Dear Sir,
I beg to thank you for the beautiful Photograph <1> you have been so kind as to send me. I would have returned sooner the other specimens, but Profr Forbes <2> wrote me to beg that I would allow him to have a sight of them; and requested, if I could not use that freedom without your permission, that I would keep the specimens till he applied for your permission. – I did not hesitate to comply with his request, and after receiving them back I kept them for a few days to shew to our Literary & Philosophical Society <3> here who were much gratified with the sight of them.

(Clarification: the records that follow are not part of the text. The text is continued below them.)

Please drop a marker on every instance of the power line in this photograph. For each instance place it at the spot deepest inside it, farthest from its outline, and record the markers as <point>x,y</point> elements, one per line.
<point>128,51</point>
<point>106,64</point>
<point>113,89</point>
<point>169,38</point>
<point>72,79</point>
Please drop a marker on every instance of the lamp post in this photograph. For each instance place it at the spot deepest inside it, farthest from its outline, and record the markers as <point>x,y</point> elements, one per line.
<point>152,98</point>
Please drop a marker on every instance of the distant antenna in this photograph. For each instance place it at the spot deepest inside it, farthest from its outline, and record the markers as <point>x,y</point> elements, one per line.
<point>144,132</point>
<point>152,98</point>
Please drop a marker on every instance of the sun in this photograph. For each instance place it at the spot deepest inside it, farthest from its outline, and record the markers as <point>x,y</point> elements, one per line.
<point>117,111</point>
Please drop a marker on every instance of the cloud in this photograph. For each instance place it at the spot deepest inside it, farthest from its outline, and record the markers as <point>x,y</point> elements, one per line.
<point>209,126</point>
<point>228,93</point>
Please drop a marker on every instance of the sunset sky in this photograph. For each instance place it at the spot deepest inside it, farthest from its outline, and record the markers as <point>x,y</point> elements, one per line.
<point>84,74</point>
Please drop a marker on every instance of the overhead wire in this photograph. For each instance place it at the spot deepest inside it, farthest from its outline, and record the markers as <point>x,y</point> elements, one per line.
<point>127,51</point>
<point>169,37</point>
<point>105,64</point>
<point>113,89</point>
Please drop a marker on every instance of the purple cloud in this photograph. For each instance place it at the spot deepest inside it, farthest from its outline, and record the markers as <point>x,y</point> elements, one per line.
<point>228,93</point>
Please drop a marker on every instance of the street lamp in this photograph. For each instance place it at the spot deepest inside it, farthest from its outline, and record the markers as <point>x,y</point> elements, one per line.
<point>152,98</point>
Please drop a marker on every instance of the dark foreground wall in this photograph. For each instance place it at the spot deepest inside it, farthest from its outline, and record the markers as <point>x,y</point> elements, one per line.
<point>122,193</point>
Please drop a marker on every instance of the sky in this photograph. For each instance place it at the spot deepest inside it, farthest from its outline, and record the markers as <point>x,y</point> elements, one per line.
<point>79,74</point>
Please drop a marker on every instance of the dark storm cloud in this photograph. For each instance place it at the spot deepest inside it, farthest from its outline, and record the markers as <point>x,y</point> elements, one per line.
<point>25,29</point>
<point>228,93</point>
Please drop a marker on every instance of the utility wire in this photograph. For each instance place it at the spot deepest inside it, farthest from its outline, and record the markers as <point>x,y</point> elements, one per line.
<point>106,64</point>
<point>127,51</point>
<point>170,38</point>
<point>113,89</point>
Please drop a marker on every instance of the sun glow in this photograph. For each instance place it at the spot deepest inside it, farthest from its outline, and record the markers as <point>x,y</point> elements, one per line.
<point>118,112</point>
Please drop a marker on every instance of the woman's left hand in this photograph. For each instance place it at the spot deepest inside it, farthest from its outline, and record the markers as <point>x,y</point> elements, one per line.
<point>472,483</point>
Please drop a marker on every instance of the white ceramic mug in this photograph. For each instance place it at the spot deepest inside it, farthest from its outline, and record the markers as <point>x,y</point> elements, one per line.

I have been repeating your beautiful expts on analytic crystals; and on circular crystallisations <4>. – I find great difficulty, however, in getting the Spheres of Boracic acid by Crystallising it in Phosphoric acid. I will thank you to mention the way in which one might succeed.– I should have continued to make the attempt, had not a friend who saw Mr Nicol, <5> (Inventor of the Nicol’s Prism) learned from him that he had experienced the same difficulty, but had found a way of surmounting it.
Can you tell me the name of the opaque yellowish white crystals which crystallise circularly. I got a good specimen of them from Mr Children <6> when I was last in London, but I have left the label in Roxburghshire, <7> and cannot recollect the name.
I will thank you to let me know of any other discoveries in France respecting the Electric light.
Ever Most Faithfully yrs
D Brewster
St Leonards
St Andrews
March 14th 1839
Notes:
1. In this case, a photogenic drawing.
2. Prof James David Forbes (1809–1868), Scottish scientist.
3. Brewster was unwell and did not attend the meeting on 4 March 1839, but the Secretary, at Brewster’s request, ‘exhibited some specimens of drawings &c executed by Mr Fox Talbot, on the photogenic paper by the Solar Rays’. [Manuscript Minutes of the St Andrews Literary & Philosophical Society, v. 1, 1838–1861 - Special Collections, Library, University of St Andrews].
4. See Doc. No: 03261.
5. William Nicol (1768–1851), invented the Nicol prism in 1828, by slicing the Calcite, or Iceland Spar, diagonally and fastening the two halves together with canada balsam or a similar adhesive.
6. John George Children (1777–1852), librarian & scientist.
7. At Allerly, near Melrose, Brewster’s home from 1827 until his death.